Methyl bromide is a toxic material. Exposure to this chemical will affect not only the target pests it is used against, but non-target organisms as well. Because methyl bromide dissipates so rapidly to the atmosphere, it is most dangerous at the actual fumigation site itself. Human exposure to high concentrations of methyl bromide can result in central nervous system and respiratory system failure, as well as specific and severe deleterious actions on the lungs, eyes, and skin. Additional information on the health effects of methyl bromide exposure is available from EPA's Office of Air Quality Planning & Standards, the Centers for Disease Control and Prevention , and the California Department of Health Services .
Scientific assessments conducted by atmospheric scientists under the authority of the World Meteorological Organization with the National Oceanic and Atmospheric Administration and the National Aeronautics and Space Administration indicate that methyl bromide contributes significantly to the destruction of earth's stratospheric ozone layer.
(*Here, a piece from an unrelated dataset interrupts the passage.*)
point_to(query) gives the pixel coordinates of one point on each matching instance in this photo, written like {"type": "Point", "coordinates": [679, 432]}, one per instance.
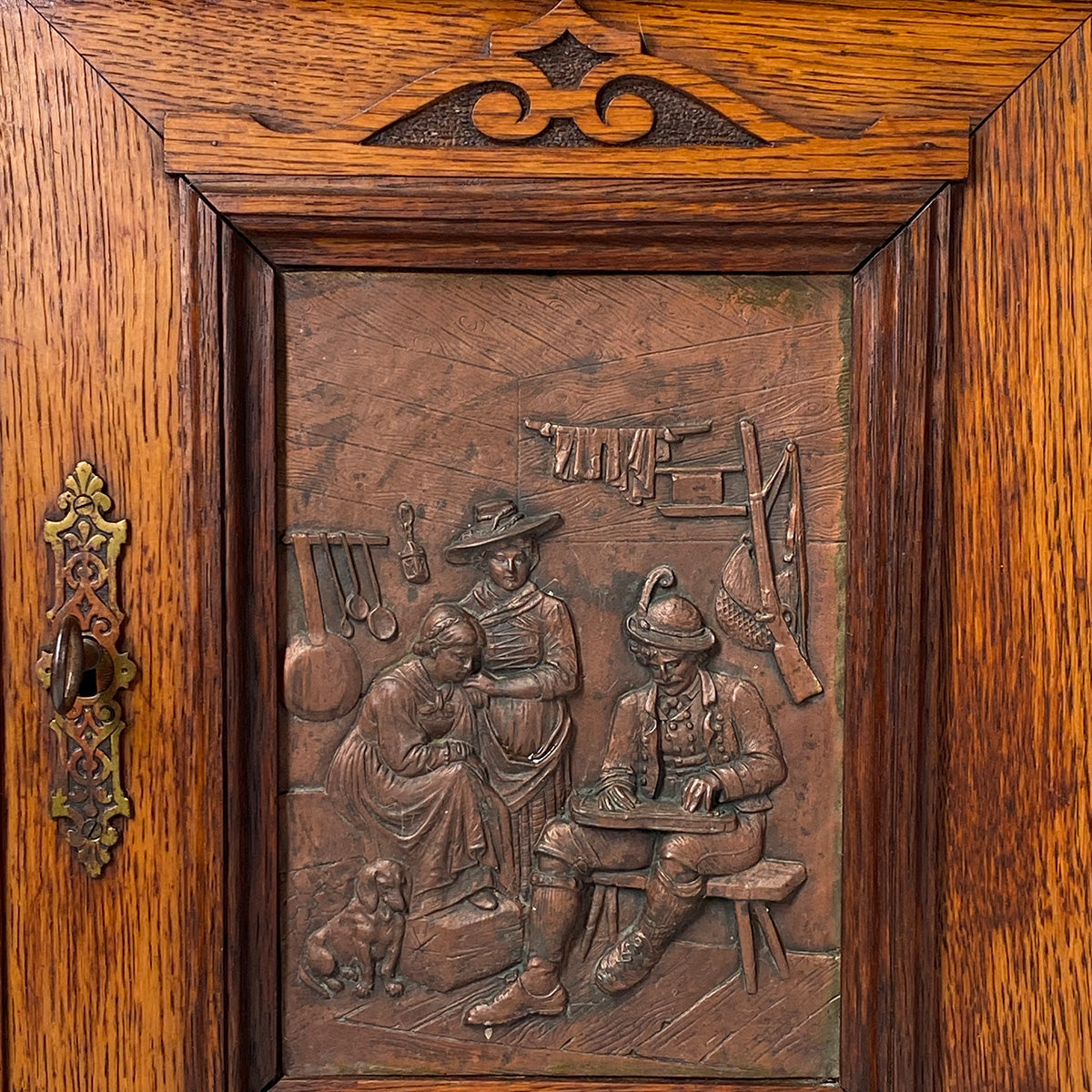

The executive summary of the 2006 Scientific Assessment is available from NOAA. It contains the most up-to-date understanding of ozone depletion and reflects the thinking of international scientific experts who contributed to its preparation and review.
Methyl bromide is considered to be a significant ozone depleting substance (ODS) by atmospheric scientists. The 2006 Scientific Assessment of Ozone Depletion contains a thorough discussion and analysis on the scientific understanding of ozone depletion.
Methyl bromide in the stratosphere comes from both natural and anthropogenic sources. Natural sources of methyl bromide, such as the ocean, plants, and soil, can also be a sink for this material. Scientists continue to measure atmospheric chemistry both in the troposphere and stratosphere to better understand this issue. Specific information on methyl bromide and the oceans is available from NOAA.
While methyl bromide is a natural substance, the additional methyl bromide added to the atmosphere by humans contributes to the thinning of the ozone layer, allowing increased UV radiation to reach the earth's surface, with potential impact not only to human health and the environment, but to agricultural cropsas well.
The Montreal Protocol is an international treaty developed to protect the earth from the detrimental effects of ozone stratospheric depletion. Since its initial signing by the United States and 26 other countries in 1987, virtually the whole world has signed on to the treaty (196 countries are now Parties to the treaty). The Parties to the Montreal Protocol agreed to specific reduction steps that lead to the phaseout of production and import of ozone-depleting substances, including methyl bromide.